On 16 October 2019 6:29:29 pm AEDT, Cyborg via Exim-users <exim-users@exim.org> 
wrote:
>
>Nospam2k <nospa...@gmail.com> (Mi 16 Okt 2019 08:05:05 CEST):
>>> Perhaps I should go about this a different way. I am going to be
>hosting multiple domains. Since it seems that $tls_in_sni is returning
>blank and/or can be unreliable, what is the best way to handle things?
>To just use a default domain for handling mail? For example, use
>mail.myhosting.com <http://mail.myhosting.com/> for everything instead
>of mail.mysite.com <http://mail.mysite.com/>?
>
>I can understand that you wanne use the domains own TLS Cert, but SMTP
>TLS isn't about authentity, it's about encryption.
>
>The cert, your mailserver presents, must match the name of the hostname
>your mailserver has and which he presents to others. It's 100% ok to
>use
>the hosts cert in TLS, as long as you have that name in your MX.

I don't think that SNI is remotely useful for    mx traffic. Unless you're 
using dnssec you can't trust that a hostname appearing in an MX response is 
legitimate.

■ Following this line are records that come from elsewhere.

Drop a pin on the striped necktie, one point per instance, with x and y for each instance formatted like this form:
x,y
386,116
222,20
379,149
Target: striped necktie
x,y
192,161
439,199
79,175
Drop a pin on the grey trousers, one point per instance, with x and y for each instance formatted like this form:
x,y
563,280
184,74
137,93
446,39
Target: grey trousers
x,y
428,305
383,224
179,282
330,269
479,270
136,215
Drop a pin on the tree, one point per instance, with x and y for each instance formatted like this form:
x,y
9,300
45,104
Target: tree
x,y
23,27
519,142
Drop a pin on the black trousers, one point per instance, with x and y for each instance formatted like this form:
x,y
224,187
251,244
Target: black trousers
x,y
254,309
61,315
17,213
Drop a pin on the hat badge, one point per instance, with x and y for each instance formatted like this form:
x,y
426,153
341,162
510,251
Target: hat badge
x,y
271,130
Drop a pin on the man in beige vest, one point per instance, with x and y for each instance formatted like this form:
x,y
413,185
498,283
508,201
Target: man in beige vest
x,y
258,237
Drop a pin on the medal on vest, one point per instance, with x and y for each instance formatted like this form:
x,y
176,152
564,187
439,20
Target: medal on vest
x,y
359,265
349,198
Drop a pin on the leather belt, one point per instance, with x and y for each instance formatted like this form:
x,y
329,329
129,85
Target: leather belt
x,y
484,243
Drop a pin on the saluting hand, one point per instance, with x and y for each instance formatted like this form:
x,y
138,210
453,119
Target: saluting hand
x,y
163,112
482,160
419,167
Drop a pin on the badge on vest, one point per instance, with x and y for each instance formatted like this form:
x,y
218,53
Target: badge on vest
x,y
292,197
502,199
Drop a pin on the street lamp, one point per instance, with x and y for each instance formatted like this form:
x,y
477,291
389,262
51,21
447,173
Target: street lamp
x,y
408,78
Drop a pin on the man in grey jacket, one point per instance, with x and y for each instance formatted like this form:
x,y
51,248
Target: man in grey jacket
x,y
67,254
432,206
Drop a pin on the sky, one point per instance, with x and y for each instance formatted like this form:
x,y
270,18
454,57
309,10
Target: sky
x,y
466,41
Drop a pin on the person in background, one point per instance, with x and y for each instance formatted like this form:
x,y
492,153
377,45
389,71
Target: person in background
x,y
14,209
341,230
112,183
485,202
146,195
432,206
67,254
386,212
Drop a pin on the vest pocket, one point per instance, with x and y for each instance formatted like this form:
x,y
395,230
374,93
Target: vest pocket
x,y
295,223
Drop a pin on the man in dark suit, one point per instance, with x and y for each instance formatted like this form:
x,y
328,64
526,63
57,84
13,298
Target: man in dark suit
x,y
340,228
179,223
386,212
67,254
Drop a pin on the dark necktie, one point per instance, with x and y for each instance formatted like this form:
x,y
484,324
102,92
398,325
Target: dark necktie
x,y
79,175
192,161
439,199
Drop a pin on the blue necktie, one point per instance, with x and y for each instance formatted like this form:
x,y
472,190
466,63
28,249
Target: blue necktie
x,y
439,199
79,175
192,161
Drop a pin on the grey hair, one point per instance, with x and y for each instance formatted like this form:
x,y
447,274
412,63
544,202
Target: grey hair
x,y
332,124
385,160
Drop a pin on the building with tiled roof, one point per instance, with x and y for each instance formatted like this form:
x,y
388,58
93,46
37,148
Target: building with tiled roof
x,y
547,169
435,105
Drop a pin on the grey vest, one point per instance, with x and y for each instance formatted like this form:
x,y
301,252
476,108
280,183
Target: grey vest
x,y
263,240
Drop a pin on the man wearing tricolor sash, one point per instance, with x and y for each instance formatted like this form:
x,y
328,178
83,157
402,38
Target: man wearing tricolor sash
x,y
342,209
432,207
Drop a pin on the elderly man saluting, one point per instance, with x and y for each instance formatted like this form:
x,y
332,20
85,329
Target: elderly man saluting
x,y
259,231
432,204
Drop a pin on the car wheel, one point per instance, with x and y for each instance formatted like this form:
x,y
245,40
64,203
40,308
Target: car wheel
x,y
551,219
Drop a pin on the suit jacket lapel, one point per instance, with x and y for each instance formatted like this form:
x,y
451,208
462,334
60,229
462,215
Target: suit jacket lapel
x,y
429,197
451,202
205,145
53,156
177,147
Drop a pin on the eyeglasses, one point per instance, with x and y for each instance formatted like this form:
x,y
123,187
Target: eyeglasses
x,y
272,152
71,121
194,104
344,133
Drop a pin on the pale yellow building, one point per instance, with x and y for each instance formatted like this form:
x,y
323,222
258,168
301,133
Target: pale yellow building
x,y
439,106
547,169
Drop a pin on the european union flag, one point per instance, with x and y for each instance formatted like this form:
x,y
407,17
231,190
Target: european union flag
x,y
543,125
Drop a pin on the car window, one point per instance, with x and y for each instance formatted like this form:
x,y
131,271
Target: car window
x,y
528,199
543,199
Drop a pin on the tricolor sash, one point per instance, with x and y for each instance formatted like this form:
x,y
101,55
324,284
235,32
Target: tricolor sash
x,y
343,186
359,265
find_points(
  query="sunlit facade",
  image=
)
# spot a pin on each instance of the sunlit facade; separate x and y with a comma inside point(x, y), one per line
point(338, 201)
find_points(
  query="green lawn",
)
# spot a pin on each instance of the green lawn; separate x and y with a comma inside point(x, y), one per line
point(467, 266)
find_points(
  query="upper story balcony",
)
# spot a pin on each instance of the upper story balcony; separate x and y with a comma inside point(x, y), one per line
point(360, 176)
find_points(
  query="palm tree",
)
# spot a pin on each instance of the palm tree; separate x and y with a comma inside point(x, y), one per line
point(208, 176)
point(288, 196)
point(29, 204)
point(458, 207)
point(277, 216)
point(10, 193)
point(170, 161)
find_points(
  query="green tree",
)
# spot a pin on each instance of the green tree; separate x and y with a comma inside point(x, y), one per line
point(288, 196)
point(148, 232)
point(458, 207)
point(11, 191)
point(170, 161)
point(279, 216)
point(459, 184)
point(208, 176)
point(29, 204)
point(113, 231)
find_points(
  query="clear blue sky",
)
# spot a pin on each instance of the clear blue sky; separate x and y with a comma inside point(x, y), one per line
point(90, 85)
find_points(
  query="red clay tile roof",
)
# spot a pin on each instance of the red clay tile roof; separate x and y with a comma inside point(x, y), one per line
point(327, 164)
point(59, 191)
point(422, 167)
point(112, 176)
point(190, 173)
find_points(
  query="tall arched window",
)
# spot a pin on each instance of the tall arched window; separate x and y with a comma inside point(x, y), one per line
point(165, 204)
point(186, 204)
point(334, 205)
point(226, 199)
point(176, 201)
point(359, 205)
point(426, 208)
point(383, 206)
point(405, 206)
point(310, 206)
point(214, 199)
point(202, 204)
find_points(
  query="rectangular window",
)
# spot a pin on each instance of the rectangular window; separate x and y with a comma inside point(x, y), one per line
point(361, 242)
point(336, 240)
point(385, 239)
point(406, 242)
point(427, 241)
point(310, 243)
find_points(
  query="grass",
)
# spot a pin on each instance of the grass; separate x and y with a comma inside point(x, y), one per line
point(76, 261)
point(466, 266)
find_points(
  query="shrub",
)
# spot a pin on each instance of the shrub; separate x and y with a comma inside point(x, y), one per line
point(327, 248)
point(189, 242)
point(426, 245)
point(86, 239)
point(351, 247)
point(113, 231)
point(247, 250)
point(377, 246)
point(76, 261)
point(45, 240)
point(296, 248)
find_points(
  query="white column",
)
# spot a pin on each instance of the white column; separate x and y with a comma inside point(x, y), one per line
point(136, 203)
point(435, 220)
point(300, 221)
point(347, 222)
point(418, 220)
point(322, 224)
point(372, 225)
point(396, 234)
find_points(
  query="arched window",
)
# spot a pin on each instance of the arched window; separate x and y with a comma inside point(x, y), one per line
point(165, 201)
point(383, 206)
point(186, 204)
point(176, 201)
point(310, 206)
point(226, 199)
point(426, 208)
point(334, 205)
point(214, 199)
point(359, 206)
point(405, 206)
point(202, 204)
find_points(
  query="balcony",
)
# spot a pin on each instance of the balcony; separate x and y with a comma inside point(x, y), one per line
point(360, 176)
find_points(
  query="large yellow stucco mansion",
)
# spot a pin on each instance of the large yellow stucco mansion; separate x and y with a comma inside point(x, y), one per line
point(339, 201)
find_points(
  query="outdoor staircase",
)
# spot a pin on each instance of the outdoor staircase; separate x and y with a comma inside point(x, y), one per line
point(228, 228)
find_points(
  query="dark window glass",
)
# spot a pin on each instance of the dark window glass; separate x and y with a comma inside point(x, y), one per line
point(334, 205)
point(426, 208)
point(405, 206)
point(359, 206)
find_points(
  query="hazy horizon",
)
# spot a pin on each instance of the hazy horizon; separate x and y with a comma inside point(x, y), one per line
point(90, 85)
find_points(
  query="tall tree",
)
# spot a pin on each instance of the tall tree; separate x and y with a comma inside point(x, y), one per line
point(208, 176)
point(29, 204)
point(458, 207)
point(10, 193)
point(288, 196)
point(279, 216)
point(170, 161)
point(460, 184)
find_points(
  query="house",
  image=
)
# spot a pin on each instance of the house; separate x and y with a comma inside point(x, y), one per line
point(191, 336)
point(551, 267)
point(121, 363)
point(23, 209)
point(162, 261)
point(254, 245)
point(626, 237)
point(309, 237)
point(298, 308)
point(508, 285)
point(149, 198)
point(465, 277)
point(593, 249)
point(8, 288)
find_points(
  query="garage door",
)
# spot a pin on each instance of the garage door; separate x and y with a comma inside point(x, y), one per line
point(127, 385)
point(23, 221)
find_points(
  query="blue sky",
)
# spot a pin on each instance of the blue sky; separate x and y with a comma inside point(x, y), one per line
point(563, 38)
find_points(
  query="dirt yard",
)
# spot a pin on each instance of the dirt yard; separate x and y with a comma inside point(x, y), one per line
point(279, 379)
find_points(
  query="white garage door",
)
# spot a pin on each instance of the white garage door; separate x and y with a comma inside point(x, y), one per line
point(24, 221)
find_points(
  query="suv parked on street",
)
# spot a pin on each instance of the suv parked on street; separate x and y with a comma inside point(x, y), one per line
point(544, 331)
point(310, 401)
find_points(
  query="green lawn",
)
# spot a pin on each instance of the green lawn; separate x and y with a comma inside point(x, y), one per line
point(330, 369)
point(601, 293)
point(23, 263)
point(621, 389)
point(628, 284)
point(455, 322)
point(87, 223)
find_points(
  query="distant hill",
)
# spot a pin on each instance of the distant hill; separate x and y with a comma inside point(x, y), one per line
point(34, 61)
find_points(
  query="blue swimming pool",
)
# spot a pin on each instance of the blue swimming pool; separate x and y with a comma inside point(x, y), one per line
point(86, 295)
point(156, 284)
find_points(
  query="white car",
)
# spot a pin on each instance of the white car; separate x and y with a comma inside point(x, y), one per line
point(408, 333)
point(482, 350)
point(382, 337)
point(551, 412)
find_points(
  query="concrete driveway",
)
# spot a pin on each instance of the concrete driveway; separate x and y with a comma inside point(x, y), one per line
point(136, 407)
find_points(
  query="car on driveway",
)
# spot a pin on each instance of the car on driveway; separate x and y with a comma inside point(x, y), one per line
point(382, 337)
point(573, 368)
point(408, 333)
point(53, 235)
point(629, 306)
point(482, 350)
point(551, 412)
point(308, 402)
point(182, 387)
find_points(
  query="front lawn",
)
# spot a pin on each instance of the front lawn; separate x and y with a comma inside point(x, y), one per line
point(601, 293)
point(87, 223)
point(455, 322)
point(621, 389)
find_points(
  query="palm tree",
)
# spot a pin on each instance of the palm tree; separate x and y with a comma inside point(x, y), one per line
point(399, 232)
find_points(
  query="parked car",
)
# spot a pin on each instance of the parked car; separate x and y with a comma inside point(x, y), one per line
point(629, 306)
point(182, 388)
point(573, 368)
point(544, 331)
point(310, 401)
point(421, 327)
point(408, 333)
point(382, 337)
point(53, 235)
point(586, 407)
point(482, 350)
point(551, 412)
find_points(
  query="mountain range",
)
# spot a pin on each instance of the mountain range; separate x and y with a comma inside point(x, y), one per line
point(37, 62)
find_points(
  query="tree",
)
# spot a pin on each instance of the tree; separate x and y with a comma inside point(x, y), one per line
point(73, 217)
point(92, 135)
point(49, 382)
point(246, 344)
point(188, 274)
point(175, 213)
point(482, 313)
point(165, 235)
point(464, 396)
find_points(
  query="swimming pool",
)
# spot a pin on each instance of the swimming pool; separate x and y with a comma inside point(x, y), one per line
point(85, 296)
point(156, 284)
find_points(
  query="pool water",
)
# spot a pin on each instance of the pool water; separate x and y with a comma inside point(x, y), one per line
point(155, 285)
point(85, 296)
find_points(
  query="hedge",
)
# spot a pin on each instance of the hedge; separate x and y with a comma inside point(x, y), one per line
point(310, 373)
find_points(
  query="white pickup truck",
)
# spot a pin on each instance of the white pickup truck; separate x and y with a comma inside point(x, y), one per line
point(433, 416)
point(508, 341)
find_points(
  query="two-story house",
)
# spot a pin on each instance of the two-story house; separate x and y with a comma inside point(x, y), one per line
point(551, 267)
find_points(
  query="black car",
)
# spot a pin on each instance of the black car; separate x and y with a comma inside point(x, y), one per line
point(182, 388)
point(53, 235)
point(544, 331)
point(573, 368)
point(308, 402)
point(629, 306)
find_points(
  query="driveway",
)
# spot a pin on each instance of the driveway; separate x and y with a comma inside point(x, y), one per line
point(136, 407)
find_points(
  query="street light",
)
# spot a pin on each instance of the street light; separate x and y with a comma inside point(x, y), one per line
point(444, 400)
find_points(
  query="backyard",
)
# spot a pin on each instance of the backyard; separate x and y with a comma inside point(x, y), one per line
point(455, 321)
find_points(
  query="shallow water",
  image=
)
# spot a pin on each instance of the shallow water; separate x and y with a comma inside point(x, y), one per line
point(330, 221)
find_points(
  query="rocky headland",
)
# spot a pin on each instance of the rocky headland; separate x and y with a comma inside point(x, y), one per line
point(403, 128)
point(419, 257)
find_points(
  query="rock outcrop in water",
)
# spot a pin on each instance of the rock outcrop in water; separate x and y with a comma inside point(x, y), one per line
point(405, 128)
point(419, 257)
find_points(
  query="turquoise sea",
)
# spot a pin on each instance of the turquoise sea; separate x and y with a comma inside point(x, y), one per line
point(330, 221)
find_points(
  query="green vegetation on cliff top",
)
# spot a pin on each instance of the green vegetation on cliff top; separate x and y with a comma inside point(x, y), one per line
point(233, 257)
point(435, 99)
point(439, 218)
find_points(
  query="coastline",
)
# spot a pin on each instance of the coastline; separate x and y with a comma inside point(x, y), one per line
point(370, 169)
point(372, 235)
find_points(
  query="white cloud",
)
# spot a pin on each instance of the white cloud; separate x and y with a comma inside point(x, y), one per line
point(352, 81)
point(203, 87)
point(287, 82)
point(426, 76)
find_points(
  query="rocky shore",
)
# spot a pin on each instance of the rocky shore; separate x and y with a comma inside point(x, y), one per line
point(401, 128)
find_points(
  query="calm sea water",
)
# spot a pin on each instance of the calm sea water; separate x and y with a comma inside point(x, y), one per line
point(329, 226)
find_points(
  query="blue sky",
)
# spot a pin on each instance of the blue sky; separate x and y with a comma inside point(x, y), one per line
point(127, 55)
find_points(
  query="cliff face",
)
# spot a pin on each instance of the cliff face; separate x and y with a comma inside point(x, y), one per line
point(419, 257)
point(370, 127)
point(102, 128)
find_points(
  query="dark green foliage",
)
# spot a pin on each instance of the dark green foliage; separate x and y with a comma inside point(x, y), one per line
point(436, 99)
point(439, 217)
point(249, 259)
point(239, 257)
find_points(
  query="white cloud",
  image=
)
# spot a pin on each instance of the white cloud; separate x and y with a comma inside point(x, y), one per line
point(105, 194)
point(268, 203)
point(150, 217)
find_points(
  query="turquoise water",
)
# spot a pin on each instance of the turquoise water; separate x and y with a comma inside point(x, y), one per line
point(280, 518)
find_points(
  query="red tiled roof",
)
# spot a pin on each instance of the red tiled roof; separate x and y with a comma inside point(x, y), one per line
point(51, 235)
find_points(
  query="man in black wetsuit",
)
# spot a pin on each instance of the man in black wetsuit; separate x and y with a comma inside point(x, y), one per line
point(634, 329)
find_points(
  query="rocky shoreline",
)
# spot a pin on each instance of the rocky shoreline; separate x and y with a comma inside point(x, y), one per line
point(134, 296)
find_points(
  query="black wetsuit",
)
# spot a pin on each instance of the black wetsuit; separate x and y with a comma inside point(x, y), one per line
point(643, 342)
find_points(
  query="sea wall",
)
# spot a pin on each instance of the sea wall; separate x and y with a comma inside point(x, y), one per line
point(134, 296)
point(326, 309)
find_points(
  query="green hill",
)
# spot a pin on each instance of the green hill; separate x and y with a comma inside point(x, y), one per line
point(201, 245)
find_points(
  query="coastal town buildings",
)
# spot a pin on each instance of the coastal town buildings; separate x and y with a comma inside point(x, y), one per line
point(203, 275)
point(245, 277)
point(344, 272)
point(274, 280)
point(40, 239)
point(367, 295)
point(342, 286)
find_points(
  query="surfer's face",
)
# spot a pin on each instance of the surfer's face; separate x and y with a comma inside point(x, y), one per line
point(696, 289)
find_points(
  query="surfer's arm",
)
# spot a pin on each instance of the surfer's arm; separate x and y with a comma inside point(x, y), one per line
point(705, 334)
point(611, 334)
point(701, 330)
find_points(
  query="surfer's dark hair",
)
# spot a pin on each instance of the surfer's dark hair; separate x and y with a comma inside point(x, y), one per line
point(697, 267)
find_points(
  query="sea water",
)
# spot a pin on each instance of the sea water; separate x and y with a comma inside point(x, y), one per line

If you're wanting to somehow tie the mail server to a legitimate 
certificate where it somehow reflects the recipient address then the only 
trustworthy value is the domain name of that address itself. For this reason a 
better option for authentication of mx records and mail servers is checking 
DANE/TLSA.

Where SNI becomes useful is for submission services. I believe many recent MUAs 
will send the server name extension in their TLS handshake to match what was 
added into the outgoing server setting. If this doesn't match then most will 
display a security warning similar to the way browsers do.